France : la sécheresse prive l’est et le sud de fourrage

Paris (France), 3 juillet 2003 – Une grande moitié sud-est de la France agricole est touchée par la sécheresse qui prive les éleveurs d’une partie de leur fourrage et fait chuter leurs rendements.

Dans l’est du pays, « les pâtures sont complètement sèches et les vaches n’ont plus rien à manger. Dans quelques jours, je commencerai à leur apporter les fourrages prévus pour l’hiver, si bien que cet hiver la nourriture va manquer », témoigne Dominique Petitguyot, éleveur de vaches à Vaudray (Jura).
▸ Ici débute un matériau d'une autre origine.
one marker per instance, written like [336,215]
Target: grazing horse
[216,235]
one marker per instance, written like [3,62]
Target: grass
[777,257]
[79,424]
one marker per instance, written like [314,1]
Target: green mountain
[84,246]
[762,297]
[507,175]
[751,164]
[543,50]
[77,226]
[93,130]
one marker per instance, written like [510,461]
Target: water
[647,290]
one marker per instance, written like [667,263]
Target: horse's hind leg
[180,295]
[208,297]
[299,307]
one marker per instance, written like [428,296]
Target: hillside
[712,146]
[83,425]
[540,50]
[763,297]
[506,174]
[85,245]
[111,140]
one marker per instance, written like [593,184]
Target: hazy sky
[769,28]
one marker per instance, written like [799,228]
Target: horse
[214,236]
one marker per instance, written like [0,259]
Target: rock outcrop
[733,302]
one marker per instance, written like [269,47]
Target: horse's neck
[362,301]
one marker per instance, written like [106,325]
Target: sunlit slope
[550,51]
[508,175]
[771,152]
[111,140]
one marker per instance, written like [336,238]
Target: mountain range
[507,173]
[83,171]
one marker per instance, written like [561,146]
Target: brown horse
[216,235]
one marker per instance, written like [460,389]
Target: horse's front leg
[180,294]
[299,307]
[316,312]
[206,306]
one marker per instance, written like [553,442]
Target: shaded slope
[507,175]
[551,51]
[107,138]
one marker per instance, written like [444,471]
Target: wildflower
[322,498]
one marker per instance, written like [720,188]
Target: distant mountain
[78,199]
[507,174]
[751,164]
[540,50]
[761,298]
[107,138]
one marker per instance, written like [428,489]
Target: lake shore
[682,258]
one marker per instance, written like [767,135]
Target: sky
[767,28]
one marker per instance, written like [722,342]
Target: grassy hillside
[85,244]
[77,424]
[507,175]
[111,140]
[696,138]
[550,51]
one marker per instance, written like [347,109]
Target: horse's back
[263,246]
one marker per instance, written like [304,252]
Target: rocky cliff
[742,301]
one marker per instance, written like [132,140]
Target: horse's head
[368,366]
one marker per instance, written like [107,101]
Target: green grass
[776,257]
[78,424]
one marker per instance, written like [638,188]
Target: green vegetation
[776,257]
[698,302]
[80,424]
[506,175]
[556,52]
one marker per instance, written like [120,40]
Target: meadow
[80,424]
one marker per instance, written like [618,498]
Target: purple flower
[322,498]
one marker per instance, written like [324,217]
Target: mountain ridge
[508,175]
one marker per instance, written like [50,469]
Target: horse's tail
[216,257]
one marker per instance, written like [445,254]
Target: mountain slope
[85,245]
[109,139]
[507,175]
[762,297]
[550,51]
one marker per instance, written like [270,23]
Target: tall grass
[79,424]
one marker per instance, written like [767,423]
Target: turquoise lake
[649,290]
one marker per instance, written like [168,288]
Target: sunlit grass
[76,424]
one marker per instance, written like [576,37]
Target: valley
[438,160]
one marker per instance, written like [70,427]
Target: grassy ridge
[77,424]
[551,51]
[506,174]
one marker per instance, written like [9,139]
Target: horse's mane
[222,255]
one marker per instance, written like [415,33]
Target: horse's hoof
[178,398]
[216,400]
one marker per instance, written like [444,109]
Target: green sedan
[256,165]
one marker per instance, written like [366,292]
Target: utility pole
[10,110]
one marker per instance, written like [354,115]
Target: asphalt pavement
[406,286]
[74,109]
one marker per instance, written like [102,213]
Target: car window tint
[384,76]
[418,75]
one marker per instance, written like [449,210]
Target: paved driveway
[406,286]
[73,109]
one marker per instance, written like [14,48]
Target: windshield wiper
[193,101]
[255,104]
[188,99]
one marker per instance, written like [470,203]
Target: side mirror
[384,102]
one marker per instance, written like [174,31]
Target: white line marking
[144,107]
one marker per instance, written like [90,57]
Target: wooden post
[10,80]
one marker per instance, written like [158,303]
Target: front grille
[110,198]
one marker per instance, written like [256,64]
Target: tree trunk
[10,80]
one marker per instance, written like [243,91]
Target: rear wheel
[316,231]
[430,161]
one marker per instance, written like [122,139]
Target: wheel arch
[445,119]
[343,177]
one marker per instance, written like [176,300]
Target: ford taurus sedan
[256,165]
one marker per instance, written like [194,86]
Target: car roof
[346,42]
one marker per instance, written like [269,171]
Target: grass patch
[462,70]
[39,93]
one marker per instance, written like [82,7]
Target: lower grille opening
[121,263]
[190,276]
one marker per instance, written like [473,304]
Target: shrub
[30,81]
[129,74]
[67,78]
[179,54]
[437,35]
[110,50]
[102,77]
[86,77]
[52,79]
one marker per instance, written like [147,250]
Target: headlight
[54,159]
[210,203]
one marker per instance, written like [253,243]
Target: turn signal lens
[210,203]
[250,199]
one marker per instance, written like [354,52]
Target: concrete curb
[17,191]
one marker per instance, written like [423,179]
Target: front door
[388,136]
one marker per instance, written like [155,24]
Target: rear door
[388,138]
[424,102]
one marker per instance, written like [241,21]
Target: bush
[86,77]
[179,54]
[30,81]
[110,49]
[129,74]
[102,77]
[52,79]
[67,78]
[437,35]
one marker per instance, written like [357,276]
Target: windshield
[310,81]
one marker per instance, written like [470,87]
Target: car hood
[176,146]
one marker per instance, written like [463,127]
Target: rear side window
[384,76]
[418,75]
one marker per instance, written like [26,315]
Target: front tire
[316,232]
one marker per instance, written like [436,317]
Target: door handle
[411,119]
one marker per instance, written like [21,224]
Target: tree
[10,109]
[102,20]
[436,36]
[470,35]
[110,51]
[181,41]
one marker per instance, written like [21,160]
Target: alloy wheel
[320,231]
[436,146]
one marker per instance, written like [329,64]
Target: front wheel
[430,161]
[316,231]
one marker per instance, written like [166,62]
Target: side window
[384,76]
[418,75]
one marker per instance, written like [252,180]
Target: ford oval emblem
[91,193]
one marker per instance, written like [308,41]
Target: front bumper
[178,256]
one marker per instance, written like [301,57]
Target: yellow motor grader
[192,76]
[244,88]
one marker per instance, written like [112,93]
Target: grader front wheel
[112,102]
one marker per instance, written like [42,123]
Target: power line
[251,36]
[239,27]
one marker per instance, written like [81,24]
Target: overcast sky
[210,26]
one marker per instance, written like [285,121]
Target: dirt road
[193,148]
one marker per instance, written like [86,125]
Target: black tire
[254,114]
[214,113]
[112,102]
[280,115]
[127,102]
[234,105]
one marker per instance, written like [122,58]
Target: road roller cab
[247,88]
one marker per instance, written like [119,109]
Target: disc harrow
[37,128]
Dans le Haut-Rhin, où la pluie est quasi inexistante depuis le 15 mars, « les deux-tiers du département sont dans une situation sinistrée », affirme Michel Busch, directeur de la FDSEA (fédération départementale du syndicats d’exploitants agricoles).

Les premières récoltes de blé et de colza sont en cours, avec deux à trois semaines d’avances. Elles « frisent un niveau (plancher) jamais atteint car elles ont chuté de moitié », explique M. Busch.

Dans le Bas-Rhin, même si la pluie reprend, il y a « 50% de fourrage en moins en zone de montagne, 20 à 30% en moins en Alsace Bossue », selon Laurent Fischer, président des Jeunes agriculteurs du Bas-Rhin. Il faudrait au moins trois semaines pour que les prés reverdissent, estime-t-il.

En Lorraine, Guy Pétain, président de la FDSEA 57, pense que la Moselle sera un département sinistré. « Nous attendons des baisses de rendement de l’ordre de 10 à 15% sur l’orge », avance-t-il.

Au sud, dans la Drôme, « on cumule le déficit de pluie et la chaleur », déplore le président de sa FDSEA, Pierre Banc. Résultat: dans le sud du département, les jeunes abricots flétrissent avant de mûrir, explique-t-il.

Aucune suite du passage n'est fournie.